Crémant de Bourgogne

Crémant is a term France ushered into its wine laws of in the seventies to distinguish all sparkling wine produced outside of Champagne. There are several styles of Crémant across the country but none so sexy as Burgundy’s Crémant de Bourgogne. Made form primarily Pinot Noir and Chardonnay — if the wine is labeled Blanc de Blanc it is made from all white grapes, and crispy Aligote may be added to lighten things up. When labelled Blanc de Noir it’s made from all red grapes (Gamay may be added for aromatics). There is also just straight up Blanc which can be a combination of any and all of the above mentioned grapes. There are different styles even within the Crémant de Bourgogne category but generally these wines are about half the price of Champagne, usually around $20, and full of elegance with delicate bubbles and a nice round texture, allowing the palate to really enjoy the floral and fruit aromas of the wine.
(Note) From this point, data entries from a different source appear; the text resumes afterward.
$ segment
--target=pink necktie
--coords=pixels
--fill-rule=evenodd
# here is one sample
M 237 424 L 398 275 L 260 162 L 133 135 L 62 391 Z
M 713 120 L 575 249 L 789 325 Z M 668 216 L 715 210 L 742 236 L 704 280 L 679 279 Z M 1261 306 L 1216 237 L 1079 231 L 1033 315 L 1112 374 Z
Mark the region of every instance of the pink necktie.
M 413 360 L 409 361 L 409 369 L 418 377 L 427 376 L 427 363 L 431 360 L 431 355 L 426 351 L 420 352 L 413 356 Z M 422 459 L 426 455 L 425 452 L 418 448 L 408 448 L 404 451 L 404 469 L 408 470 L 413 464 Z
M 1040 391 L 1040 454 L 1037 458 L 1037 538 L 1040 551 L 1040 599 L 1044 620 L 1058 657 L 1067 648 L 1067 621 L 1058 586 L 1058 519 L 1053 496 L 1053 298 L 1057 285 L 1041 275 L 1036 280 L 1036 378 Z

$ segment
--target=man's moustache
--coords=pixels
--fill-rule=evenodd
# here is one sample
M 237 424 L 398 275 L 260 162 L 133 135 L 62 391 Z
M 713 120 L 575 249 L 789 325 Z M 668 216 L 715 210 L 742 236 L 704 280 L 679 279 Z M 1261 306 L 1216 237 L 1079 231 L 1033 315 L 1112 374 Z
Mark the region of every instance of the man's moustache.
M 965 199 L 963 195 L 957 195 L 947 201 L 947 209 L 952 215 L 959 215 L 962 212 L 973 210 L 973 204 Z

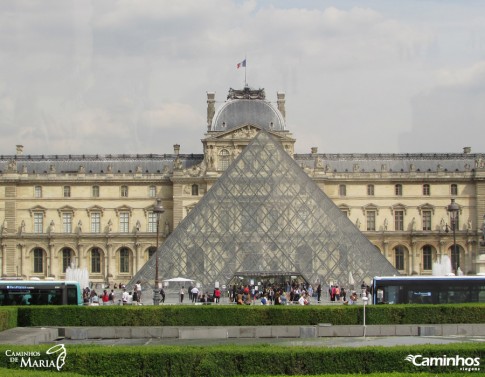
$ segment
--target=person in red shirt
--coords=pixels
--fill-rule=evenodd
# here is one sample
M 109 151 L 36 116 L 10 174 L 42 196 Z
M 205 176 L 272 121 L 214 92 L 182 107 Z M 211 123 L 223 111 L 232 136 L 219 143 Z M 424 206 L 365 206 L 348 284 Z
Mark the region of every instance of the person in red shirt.
M 101 296 L 101 300 L 103 301 L 103 305 L 108 305 L 109 294 L 108 294 L 108 291 L 106 289 L 103 291 L 103 295 Z

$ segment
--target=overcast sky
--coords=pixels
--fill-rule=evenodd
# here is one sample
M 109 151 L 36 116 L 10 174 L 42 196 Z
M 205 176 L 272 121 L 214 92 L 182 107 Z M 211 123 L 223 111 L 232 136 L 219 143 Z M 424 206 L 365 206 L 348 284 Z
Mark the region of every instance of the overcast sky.
M 247 82 L 308 153 L 485 152 L 485 1 L 0 2 L 0 154 L 201 153 Z

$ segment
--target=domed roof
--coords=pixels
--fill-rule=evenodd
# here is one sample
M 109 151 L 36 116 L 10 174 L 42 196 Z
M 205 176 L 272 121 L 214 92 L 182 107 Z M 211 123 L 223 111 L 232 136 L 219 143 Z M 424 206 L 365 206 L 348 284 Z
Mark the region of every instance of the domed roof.
M 211 131 L 228 131 L 247 124 L 268 131 L 284 131 L 285 120 L 278 109 L 261 99 L 231 99 L 212 120 Z

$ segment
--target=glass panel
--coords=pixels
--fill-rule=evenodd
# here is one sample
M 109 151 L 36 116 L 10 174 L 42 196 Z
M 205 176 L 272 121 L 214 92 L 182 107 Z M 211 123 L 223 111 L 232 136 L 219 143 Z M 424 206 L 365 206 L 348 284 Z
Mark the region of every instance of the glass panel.
M 71 233 L 72 232 L 72 214 L 71 213 L 63 213 L 62 214 L 62 229 L 64 233 Z
M 34 233 L 42 233 L 44 231 L 44 214 L 34 213 Z
M 431 211 L 423 211 L 423 230 L 431 230 Z
M 394 211 L 394 229 L 404 230 L 404 211 Z
M 91 233 L 101 232 L 101 214 L 98 212 L 91 213 Z
M 398 272 L 301 169 L 260 132 L 160 248 L 159 278 L 202 286 L 242 276 L 301 276 L 314 284 Z M 129 283 L 153 283 L 151 258 Z
M 369 230 L 369 231 L 376 230 L 376 212 L 375 211 L 367 211 L 367 230 Z
M 130 230 L 130 214 L 128 212 L 120 213 L 120 233 L 128 233 Z
M 148 213 L 148 231 L 152 233 L 157 231 L 157 214 L 154 212 Z

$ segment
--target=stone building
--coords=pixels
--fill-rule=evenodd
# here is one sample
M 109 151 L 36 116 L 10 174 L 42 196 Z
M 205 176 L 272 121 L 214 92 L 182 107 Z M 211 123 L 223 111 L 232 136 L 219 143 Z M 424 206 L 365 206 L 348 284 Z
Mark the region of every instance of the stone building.
M 218 109 L 207 94 L 202 155 L 180 145 L 168 154 L 30 155 L 17 146 L 1 155 L 2 276 L 62 279 L 74 265 L 94 282 L 129 281 L 155 251 L 157 199 L 163 243 L 261 130 L 401 274 L 430 274 L 445 254 L 455 270 L 485 272 L 485 155 L 294 154 L 285 115 L 284 93 L 273 106 L 262 89 L 231 89 Z

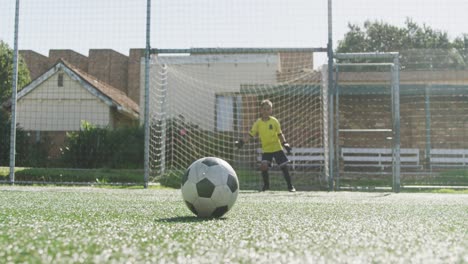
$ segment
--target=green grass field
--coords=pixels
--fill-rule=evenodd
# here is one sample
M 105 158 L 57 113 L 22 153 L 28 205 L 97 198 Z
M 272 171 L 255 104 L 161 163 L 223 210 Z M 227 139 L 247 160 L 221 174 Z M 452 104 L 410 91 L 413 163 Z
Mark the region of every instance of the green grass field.
M 468 263 L 468 195 L 241 192 L 198 219 L 180 190 L 0 185 L 2 263 Z

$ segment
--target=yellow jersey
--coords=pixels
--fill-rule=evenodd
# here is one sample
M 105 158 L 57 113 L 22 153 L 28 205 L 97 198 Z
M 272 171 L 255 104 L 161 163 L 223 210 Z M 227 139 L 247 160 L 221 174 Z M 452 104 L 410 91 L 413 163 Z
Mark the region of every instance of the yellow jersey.
M 262 143 L 262 151 L 271 153 L 283 150 L 279 136 L 282 134 L 278 119 L 270 116 L 267 121 L 257 119 L 250 129 L 250 136 L 258 135 Z

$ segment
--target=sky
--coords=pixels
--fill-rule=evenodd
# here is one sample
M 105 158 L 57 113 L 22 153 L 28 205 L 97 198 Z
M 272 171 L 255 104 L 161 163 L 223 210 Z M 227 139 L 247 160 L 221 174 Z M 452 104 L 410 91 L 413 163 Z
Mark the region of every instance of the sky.
M 151 47 L 326 47 L 327 0 L 153 0 Z M 21 0 L 19 49 L 113 49 L 127 55 L 146 44 L 146 0 Z M 0 39 L 13 47 L 15 1 L 0 0 Z M 468 0 L 333 0 L 333 45 L 348 24 L 408 18 L 468 33 Z M 315 65 L 326 62 L 315 56 Z

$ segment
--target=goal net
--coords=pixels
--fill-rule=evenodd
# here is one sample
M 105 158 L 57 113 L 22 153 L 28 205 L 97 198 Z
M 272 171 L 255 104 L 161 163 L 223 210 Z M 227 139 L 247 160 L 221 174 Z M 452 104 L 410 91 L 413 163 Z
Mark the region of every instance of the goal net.
M 241 187 L 260 184 L 259 140 L 234 145 L 259 118 L 263 99 L 293 148 L 298 188 L 320 187 L 324 168 L 321 72 L 307 49 L 223 50 L 154 54 L 150 63 L 150 181 L 178 182 L 195 160 L 215 156 L 237 171 Z M 143 100 L 143 98 L 142 98 Z M 273 163 L 275 164 L 275 163 Z M 275 172 L 276 171 L 276 172 Z M 271 187 L 286 189 L 273 166 Z

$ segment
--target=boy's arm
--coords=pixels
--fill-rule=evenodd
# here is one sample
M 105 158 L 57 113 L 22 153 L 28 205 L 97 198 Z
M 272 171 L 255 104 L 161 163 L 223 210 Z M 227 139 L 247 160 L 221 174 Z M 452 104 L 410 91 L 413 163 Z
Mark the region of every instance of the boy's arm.
M 280 137 L 281 145 L 283 145 L 283 147 L 286 149 L 288 155 L 291 155 L 291 145 L 289 145 L 289 143 L 286 141 L 286 138 L 284 137 L 283 133 L 279 134 L 278 136 Z
M 242 148 L 242 146 L 244 146 L 244 144 L 249 142 L 251 137 L 252 137 L 252 135 L 250 135 L 250 133 L 245 133 L 244 137 L 239 139 L 239 140 L 236 140 L 234 142 L 234 144 L 236 145 L 237 148 Z
M 248 133 L 245 133 L 243 138 L 236 140 L 234 142 L 234 145 L 236 145 L 237 148 L 242 148 L 242 146 L 244 146 L 245 143 L 249 142 L 250 138 L 257 136 L 257 133 L 258 133 L 258 127 L 257 127 L 257 122 L 255 122 L 252 125 L 252 128 L 250 129 L 250 131 Z
M 280 137 L 280 140 L 281 140 L 281 144 L 287 143 L 286 138 L 284 137 L 283 133 L 279 134 L 279 137 Z

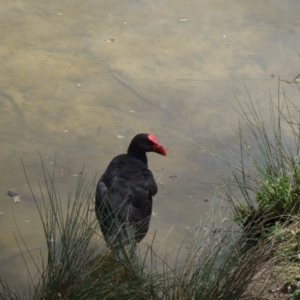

When I think Crémant de Bourgogne I think pork. Few things in life are as fine as a late lunch with this sexy wine and a Pork Rillete or this funky Open BLT with some well-cured bacon.

There are many of these bottles out there on the market but the white Domaine Louis Bouillot is a well-known example and runs $15-20. It’s a blend of Pinot Noir, Chardonnay, Gamay and Aligote. The salt and fat of the above mentioned pork dishes will accent the round juicy structure of the wine and cleanse the palate.